[R-sig-ME] how reliable are inferences drawn from binomial models for small datasets fitted with lme4?
Roger Levy
rlevy at ling.ucsd.edu
Sun Jul 5 21:51:05 CEST 2009
This post may be of interest in light of the recent discussion of PQL
versus Laplace-approximated likelihood. I'm facing an interestingly
challenging analysis of a relatively small (190-observation) binary-
response dataset with a single two-level treatment and two crossed
random factors (call them F1 and F2). The question of current
interest is whether I can infer a difference in fixed effect of
treatment; it is hard to figure out the right conclusions to draw.
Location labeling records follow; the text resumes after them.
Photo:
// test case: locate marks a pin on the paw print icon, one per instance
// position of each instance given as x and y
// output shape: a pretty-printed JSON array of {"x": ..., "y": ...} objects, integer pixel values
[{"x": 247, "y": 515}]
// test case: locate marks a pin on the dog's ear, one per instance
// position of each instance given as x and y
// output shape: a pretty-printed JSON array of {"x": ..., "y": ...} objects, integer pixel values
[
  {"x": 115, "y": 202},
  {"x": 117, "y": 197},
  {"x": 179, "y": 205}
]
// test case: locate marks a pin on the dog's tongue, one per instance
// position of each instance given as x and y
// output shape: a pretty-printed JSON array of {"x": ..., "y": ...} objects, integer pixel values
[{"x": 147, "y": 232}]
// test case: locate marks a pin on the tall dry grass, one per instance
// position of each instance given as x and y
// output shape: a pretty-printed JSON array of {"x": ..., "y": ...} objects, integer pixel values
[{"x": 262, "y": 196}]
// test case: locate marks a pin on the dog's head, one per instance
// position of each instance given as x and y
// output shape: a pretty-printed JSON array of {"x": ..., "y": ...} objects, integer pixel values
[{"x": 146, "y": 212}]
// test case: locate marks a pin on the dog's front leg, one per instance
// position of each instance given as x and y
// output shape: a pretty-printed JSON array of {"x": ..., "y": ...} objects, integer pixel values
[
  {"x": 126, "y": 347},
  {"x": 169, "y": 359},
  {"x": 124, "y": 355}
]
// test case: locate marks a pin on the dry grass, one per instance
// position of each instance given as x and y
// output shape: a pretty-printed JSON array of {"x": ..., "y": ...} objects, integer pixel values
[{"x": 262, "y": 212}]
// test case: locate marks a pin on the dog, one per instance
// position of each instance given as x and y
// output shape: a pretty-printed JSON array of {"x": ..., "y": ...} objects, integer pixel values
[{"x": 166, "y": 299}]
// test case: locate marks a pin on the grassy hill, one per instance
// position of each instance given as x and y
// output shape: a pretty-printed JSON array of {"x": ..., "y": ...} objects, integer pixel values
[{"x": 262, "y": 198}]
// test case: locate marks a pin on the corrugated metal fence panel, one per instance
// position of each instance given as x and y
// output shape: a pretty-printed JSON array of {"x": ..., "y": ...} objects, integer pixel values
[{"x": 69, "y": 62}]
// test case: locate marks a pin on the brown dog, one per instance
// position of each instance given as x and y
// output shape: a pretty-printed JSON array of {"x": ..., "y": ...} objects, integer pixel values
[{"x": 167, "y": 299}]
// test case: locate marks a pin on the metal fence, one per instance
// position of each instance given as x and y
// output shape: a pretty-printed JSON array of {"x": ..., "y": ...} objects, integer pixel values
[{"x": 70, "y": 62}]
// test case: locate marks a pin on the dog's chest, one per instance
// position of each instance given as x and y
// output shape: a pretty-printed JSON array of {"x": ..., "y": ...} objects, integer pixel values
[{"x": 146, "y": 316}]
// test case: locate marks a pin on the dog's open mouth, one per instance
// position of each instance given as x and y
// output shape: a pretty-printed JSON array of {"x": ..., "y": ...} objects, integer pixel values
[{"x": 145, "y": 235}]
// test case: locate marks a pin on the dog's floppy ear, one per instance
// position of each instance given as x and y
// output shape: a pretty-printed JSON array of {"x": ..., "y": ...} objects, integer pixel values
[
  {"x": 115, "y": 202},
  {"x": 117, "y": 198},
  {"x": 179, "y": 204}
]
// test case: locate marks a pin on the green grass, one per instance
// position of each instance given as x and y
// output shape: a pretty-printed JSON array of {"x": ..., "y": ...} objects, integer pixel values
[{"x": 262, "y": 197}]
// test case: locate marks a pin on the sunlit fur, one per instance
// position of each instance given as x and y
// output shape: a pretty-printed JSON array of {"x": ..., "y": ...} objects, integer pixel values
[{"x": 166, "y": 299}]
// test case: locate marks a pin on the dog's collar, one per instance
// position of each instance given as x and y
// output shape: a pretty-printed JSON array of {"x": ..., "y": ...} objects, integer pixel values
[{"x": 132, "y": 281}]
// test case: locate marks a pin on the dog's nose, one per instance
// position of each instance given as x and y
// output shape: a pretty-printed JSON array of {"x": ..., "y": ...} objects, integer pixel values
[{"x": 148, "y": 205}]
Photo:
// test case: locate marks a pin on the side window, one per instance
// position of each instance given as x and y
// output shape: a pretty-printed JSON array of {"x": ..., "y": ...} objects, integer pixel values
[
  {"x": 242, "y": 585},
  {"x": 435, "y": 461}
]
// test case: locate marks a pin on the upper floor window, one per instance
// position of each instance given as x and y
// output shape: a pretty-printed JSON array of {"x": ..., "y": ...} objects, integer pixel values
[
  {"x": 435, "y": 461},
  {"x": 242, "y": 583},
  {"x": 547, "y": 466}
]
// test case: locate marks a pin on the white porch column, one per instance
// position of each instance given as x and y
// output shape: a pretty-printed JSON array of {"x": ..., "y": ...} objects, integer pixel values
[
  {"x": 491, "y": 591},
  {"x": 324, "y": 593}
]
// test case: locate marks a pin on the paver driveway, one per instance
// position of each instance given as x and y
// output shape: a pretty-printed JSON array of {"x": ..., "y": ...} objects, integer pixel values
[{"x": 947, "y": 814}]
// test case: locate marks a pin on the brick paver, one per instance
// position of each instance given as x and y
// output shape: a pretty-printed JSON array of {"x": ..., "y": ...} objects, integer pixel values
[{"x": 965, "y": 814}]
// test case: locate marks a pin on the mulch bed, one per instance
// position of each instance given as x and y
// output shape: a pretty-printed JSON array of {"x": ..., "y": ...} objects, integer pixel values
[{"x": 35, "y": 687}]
I'm putting the full dataset at the end of the message, but I'll start
by presenting some summary statistics:
> xtabs(~ Treatment + Response, dat)
Response
Treatment 0 1
1 12 117
2 0 61
Fisher's exact test says "yes, the treatment has an effect" at
p=0.01. But of course that doesn't take into account the crossed
hierarchical structure of the data. Some statistics on this:
> with(dat,tapply(Response, list(F1,Treatment),length))
1 2
1 11 5
2 7 6
3 9 3
4 4 NA
5 3 3
6 11 NA
7 3 3
8 9 4
9 11 3
10 12 6
11 11 8
12 5 6
13 1 NA
14 11 1
15 12 9
16 9 4
> with(dat,tapply(Response, list(F1,Treatment),mean))
1 2
1 1.0000000 1
2 0.5714286 1
3 0.8888889 1
4 1.0000000 NA
5 0.0000000 1
6 1.0000000 NA
7 0.6666667 1
8 1.0000000 1
9 1.0000000 1
10 1.0000000 1
11 0.8181818 1
12 0.6000000 1
13 1.0000000 NA
14 1.0000000 1
15 1.0000000 1
16 1.0000000 1
> with(dat,tapply(Response, list(F2,Treatment),length))
1 2
1 4 2
2 8 2
3 3 1
4 5 2
5 6 3
6 7 2
7 5 5
8 8 1
9 6 6
10 5 2
11 6 NA
12 6 6
13 4 1
14 6 2
15 4 6
16 5 2
17 5 2
18 4 1
19 5 NA
20 4 NA
21 5 6
22 6 3
23 6 5
24 6 1
> with(dat,tapply(Response, list(F2,Treatment),mean))
1 2
1 1.0000000 1
2 0.8750000 1
3 1.0000000 1
4 1.0000000 1
5 1.0000000 1
6 1.0000000 1
7 0.8000000 1
8 0.8750000 1
9 0.8333333 1
10 1.0000000 1
11 0.8333333 NA
12 0.6666667 1
13 1.0000000 1
14 0.8333333 1
15 1.0000000 1
16 1.0000000 1
17 1.0000000 1
18 1.0000000 1
19 1.0000000 NA
20 1.0000000 NA
21 1.0000000 1
22 0.6666667 1
23 0.8333333 1
24 0.8333333 1
So there is some sign of inter-cluster variability, though of course
the binary response makes it hard to see. Crossed random-slope models
converge both with and without a fixed effect of treatment...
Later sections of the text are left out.